Before I answer your question, I would like to correct a common misconception that is included in your question: slang words are not actual words.
Slang words are words that belong to the language from which they originate. I think the question you mean to ask is about the register of the word “ginormous”. Register is a term that deals with how formal or informal a word or phrase is or in which situations words/phrases can/cannot be used. Slang words in English are on this register scale just as much as academic English is; they have different registers because they are used in different situations.
Slang terms are considered to be among the most informal registers. They are generally used in casual conversation with people you know well, especially when the slang is still relatively new, or in very specific places (such as on the Internet). Slang terms may surpass these uses or these places and be used in other places. An example is the word “cool” meaning “fashionably attractive or impressive”. This was originally a word that was used in the world of Jazz in the 1920s. This word has the potential to be used nowadays in many different situations and by many different groups of people; it is no longer true “slang”.
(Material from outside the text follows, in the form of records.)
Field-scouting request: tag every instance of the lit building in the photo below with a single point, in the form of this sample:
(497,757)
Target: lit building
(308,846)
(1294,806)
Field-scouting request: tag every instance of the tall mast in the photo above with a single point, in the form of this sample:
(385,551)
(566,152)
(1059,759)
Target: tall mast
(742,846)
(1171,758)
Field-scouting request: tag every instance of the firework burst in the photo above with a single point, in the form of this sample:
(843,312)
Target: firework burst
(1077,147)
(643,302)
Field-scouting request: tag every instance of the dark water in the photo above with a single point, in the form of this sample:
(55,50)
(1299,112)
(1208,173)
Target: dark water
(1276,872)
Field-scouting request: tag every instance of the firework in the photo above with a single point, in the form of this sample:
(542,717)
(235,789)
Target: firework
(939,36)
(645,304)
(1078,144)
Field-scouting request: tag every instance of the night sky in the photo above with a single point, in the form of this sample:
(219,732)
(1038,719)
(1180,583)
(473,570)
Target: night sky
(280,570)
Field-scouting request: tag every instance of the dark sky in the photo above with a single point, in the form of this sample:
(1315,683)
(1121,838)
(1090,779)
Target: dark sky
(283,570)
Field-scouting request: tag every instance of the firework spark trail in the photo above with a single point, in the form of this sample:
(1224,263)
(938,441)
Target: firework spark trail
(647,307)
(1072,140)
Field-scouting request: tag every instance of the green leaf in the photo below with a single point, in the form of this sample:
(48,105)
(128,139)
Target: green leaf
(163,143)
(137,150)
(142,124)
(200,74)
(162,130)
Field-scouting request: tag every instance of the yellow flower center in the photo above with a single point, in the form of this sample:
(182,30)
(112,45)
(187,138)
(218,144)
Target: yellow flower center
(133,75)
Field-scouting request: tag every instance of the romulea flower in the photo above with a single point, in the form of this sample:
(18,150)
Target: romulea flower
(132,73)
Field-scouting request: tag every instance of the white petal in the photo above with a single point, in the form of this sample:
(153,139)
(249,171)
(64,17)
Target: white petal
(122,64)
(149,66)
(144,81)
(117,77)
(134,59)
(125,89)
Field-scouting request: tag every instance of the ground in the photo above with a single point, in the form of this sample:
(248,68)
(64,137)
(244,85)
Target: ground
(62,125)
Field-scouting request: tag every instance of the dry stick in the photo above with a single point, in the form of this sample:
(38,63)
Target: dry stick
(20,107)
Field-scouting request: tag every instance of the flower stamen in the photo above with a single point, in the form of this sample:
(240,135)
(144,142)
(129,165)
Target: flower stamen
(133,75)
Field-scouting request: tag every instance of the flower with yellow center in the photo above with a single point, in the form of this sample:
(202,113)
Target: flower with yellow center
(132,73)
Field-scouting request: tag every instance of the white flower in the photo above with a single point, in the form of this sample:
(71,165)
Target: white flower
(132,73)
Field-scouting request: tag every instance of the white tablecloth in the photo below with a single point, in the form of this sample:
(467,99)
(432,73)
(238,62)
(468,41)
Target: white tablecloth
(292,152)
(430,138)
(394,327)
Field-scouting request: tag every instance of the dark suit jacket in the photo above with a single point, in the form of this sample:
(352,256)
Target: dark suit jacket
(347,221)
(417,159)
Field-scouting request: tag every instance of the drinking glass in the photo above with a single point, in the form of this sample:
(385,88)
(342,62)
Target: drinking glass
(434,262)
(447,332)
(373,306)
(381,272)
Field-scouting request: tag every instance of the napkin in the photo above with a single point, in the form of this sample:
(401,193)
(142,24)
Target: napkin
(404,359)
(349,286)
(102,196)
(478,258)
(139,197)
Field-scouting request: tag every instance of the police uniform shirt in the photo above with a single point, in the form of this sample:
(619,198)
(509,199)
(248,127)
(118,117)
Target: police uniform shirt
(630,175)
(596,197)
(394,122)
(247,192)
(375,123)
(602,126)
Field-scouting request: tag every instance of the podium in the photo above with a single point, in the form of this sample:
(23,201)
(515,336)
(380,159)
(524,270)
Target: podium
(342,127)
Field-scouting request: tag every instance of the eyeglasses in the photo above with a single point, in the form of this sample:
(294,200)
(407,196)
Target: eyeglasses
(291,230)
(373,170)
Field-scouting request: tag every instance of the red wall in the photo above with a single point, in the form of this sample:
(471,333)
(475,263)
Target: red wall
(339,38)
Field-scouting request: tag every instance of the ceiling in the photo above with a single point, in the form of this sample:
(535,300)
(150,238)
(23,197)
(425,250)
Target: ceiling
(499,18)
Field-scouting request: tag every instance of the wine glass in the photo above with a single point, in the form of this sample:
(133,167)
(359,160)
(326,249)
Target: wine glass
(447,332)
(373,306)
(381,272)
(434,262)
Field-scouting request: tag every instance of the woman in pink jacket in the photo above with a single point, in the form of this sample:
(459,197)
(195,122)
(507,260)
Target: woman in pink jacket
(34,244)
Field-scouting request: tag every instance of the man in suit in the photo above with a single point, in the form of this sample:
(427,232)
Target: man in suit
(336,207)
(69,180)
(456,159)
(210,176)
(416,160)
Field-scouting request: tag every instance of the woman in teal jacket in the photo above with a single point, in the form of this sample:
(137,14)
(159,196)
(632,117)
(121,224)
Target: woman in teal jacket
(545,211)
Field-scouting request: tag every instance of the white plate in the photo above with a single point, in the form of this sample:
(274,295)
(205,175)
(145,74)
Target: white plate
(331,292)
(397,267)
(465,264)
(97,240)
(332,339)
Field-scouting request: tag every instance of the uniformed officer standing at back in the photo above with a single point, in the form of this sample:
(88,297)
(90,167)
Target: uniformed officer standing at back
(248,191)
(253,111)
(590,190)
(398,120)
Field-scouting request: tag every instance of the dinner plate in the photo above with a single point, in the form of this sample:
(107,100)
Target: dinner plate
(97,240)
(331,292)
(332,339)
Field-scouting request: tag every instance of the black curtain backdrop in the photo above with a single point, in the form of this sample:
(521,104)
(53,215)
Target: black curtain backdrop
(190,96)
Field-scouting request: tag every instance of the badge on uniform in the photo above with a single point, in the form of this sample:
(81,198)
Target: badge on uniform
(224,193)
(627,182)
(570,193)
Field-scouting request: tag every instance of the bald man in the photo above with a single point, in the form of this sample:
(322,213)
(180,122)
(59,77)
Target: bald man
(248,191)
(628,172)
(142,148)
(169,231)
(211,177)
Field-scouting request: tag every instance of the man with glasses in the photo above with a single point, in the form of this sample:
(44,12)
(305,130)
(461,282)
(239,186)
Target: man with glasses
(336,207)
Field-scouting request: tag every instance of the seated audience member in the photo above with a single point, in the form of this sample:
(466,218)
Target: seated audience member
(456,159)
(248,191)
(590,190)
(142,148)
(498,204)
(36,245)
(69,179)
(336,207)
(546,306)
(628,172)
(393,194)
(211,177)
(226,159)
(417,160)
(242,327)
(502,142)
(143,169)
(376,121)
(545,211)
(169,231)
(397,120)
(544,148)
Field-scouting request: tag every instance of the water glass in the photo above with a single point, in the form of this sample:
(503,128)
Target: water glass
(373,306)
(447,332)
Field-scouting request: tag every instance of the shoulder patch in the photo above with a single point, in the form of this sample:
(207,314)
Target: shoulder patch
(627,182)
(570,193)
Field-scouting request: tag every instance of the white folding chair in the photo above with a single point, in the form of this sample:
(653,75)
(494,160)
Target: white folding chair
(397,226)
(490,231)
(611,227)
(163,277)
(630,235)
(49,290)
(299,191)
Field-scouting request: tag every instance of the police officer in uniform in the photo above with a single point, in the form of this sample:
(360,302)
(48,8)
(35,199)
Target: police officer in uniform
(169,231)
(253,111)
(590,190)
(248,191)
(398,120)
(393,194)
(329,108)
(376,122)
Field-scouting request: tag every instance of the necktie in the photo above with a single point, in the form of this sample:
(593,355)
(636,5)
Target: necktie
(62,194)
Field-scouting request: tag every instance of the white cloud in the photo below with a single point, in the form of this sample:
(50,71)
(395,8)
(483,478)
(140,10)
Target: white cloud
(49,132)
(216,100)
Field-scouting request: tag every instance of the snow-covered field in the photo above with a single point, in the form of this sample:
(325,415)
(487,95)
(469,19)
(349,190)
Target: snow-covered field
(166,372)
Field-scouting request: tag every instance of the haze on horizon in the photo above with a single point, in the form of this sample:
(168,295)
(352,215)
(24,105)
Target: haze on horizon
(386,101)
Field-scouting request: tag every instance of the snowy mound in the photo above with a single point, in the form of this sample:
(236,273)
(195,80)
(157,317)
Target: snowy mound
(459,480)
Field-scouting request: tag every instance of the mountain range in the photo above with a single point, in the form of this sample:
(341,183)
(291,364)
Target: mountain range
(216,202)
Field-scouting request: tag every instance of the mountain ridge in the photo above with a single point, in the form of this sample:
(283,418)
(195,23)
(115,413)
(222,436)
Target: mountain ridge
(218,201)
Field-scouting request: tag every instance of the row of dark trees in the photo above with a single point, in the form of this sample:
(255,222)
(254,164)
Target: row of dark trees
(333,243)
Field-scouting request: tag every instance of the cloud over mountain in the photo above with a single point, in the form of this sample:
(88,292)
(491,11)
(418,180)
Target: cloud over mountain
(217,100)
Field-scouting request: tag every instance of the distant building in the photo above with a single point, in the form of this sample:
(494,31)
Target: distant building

To answer your question (as others have mentioned before), ginormous has been used since the Second World War (definitely from 1948, maybe also from 1942) and is a combination of the words “gigantic” and “enormous”. While some dictionaries still state that this word is slang, I would disagree. Dictionaries are slow to change to reflect the way words are used. I would consider it to be informal. I don’t use “ginormous” very often, but if I needed to impress upon someone that something was not just “gigantic” or “enormous”, I may use “ginormous” even with someone I don’t know well or in formal contexts (e.g. at work with my boss). However the word (maybe it is just my opinion) does have a somewhat childish connotation (as in I think a child is much more likely to say it than an adult) as things are larger to children.